The largest global structural changes are typically found for transversions (i.e. pairings Pyr·Pyr or Pur·Pur), but even these dramatic changes, which imply the loss of isomorphism of base steps, do not produce dramatic global alterations in the duplex (Figure 4). Looking at the available structural data of MutS-DNA complexes, a clear global bending is observed in the DNA with a hinge point at the MM position (see Supplementary Figure S3). This particular distortion found after the binding of MutS might be favored by the presence of pre-bent states induced by the MMs before the binding. However, MD simulations suggest that in general this is not the case. Despite few exceptions (like the C·T MM), the helical bends found in our simulations of mismatched DNAs fall within the range (19–25 degrees) detected for control wild-type sequences (see Table 1 and Supplementary Table S4 in SI). This finding agrees with recent umbrella sampling calculations by Feig and coworkers that showed that large bending of either homoduplex or heteroduplex DNA is not a spontaneous process (16). Therefore, in order to achieve bent DNA as observed in the crystal structures in complex with MutS (or MutSα) (6166), specific DNA–protein interactions are needed.

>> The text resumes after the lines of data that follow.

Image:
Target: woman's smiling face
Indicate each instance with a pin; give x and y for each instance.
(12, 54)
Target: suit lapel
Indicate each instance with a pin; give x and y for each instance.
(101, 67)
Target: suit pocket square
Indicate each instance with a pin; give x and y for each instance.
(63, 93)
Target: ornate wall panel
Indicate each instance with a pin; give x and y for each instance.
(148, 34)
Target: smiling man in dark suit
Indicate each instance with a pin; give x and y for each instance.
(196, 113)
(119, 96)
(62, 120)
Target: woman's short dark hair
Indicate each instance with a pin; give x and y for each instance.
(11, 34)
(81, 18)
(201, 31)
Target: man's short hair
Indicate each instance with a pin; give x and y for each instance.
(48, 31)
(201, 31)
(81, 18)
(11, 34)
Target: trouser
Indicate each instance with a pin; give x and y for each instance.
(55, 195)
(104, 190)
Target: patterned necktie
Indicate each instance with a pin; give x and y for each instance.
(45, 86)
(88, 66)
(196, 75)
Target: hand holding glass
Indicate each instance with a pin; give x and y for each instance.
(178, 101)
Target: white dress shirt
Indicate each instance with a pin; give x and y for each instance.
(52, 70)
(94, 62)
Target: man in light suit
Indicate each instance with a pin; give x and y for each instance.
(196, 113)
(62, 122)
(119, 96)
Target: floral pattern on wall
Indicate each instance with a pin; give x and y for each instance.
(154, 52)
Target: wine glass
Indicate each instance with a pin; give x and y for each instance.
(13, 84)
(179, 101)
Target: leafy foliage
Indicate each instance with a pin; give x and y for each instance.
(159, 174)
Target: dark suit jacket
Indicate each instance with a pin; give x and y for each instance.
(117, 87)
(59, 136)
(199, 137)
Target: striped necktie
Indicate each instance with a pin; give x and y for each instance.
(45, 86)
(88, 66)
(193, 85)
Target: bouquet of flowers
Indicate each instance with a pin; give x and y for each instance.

The same conclusion can be reached with respect to global helix twist, which for DNA-containing MMs typically falls (one exception might be the under-twisted A·G MM) within the expected range of variability of the canonical sequences (see Table 1). In summary, irrespective of the MM and surrounding sequences, B-DNA structure seems to be resilient enough as to absorb a significant local perturbation, such as mismatching, without leading to major alterations in the global structure of the helix. This structural-buffer capability surely contributes to maintain DNA functionality despite the presence of lesions.

Table 1. Global helical parameters averaged overall the sequence for each MMs and canonical systems.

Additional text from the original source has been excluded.